Maybe I expressed myself incorrectly. So I) is KFW, after 20 years 33k remain and that is currently a crystal ball, but it could also be "secured".
II and III are already fixed at 2.35% interest after 15 years, so you can already calculate now when you would be finished with constant installments. Each after about a total of 37 years - not 30. However, if I am finished with KFW after 30 years and additionally use this rate for II and III, so continue to pay overall regularly, it naturally won’t take the full 37 years.
I don’t know why everything here is supposed to be a crystal ball or why there could be a massive increase with the building society savings contract or due to the interest rates when you already get the further interest rate secured for after 15 years?

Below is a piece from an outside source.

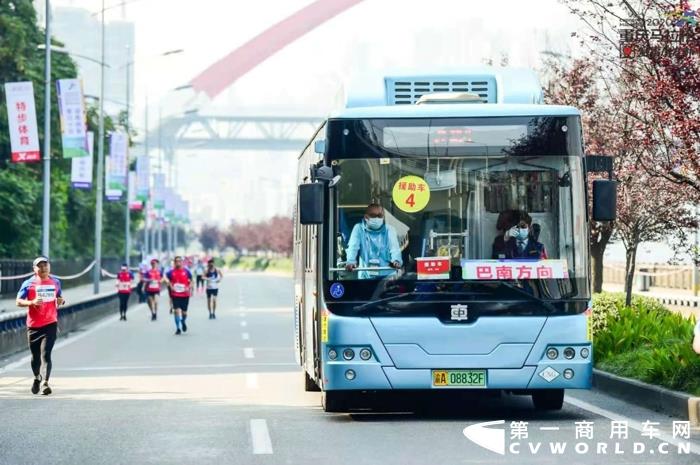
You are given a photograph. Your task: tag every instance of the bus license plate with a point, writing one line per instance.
(459, 378)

Of course, everything still has to be put in writing and checked, but I got the core statements like this for now. Where is the definite catch now?
Hello!
OK, now it looks different. But these are just "games". You can easily recreate all 3 models in Excel. They are just normal annuity loans. I have done that too or "play" from time to time with special repayments. It is clear, of course, if you use freed-up funds for repayment, that shortens the duration.
However, you will neither get models nor assumptions from the bank after the interest fixation. They would be overextending themselves. It is similar with these maturity payments in capital life insurance. How nice it was to see an 8.00 in the model, and in the end the surplus was meager.
What I still don’t understand is component 3, do you also have a follow-up financing at 2.35% there? Or is the remaining sum redeemed with component 2 after 15 years?